Lyrical Lessons from “Money (That´s What I Want)” by Barrett Strong
The money-themed song Money (That’s What I Want) performed by Barrett Strong was released in 1959. The song written by Tamla founder Berry Gordy and Janie Bradford became the first hit record for Gordy’s Motown enterprise. Lyrically, there are only two lines of verse, but they can have an important impact on your financial security.
The first line of verse is “The best things in life are free, but you can give them to the birds and bees.” The best things may be free, but one must recognize that there are very few free things. Finding a fiver in a parking lot would be great but it won’t help my financial security. It’s knowing what the cost is of the items you desire versus those that you need. Then it comes down to deciding if it’s worth the cost. One way to view this is to ask yourself how many hours do I have to work to buy it? If you want that new $1,600 TV and have a net hourly income of $20, is the new TV worth 80 hours of your time?

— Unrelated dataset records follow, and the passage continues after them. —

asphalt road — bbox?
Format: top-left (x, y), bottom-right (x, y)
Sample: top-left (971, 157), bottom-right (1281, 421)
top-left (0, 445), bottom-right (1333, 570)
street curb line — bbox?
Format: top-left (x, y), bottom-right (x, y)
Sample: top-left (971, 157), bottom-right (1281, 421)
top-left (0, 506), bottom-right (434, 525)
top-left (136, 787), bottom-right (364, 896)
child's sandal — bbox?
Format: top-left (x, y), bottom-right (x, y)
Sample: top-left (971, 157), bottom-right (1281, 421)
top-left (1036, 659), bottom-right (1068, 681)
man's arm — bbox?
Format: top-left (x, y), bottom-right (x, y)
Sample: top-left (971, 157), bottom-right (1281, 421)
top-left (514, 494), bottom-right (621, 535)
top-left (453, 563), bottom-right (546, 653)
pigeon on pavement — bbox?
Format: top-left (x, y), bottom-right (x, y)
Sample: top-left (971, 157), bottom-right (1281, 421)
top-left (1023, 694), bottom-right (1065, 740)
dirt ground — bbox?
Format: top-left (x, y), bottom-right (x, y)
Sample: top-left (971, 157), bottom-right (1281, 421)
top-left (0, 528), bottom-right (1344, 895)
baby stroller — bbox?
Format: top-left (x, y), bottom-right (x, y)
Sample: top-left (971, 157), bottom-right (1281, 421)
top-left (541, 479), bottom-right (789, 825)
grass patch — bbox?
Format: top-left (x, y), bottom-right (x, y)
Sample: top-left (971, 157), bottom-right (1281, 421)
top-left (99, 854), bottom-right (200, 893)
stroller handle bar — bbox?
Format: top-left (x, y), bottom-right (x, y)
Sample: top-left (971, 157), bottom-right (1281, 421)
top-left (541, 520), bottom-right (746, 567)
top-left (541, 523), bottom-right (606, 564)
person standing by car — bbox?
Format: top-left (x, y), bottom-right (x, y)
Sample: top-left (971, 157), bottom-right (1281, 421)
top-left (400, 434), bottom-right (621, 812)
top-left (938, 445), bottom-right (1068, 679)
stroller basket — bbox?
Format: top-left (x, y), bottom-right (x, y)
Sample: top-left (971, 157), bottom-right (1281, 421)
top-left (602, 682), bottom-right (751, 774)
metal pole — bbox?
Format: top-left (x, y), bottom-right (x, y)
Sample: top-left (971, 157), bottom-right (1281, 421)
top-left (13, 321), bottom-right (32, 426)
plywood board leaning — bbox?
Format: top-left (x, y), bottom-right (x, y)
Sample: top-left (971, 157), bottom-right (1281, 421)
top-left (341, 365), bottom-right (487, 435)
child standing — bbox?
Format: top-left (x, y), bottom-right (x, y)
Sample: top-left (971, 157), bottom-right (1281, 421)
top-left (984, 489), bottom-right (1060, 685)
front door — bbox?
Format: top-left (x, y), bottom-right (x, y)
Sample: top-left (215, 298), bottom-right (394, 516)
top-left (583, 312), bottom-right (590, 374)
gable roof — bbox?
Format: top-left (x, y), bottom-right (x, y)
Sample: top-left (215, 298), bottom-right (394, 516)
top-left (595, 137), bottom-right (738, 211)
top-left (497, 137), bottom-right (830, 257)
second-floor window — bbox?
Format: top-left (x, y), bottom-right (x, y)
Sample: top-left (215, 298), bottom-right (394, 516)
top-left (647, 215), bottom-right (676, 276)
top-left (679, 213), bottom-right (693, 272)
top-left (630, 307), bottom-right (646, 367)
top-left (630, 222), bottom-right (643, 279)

The second line of verse is “Your love gives me such a thrill, but your love don’t pay my bills.” I’ll go out on a limb and say maybe this isn’t true. Just maybe you love your Sugar Daddy or Sugar Momma. The rest of us will have to get by without the assistance and accept that love won’t pay the bills. Discussion of money matters in a relationship may not be easy. Problems can arise from low dollar or high dollar expenses or how much to save versus invest. See this CNBC article for a few pointers on how to communicate: How couples can overcome financial incompatibility.
Is the money discussion important in a relationship? I had a friend who found out after getting married that their spouse had purchased a car on a credit card. Imagine their surprise at seeing a $13,000 bill. They eventually divorced, which may or may not have been money related. Once married, you’re probably on the hook for any debt your spouse has.
There are several studies that indicate financial compatibility is important to a lasting relationship. If my friends had asked these simple questions from USA Today maybe they’d still be married. After 23 years of marriage, my wife and I still argue (discuss) about certain expenses and that’s okay, at least we’re communicating.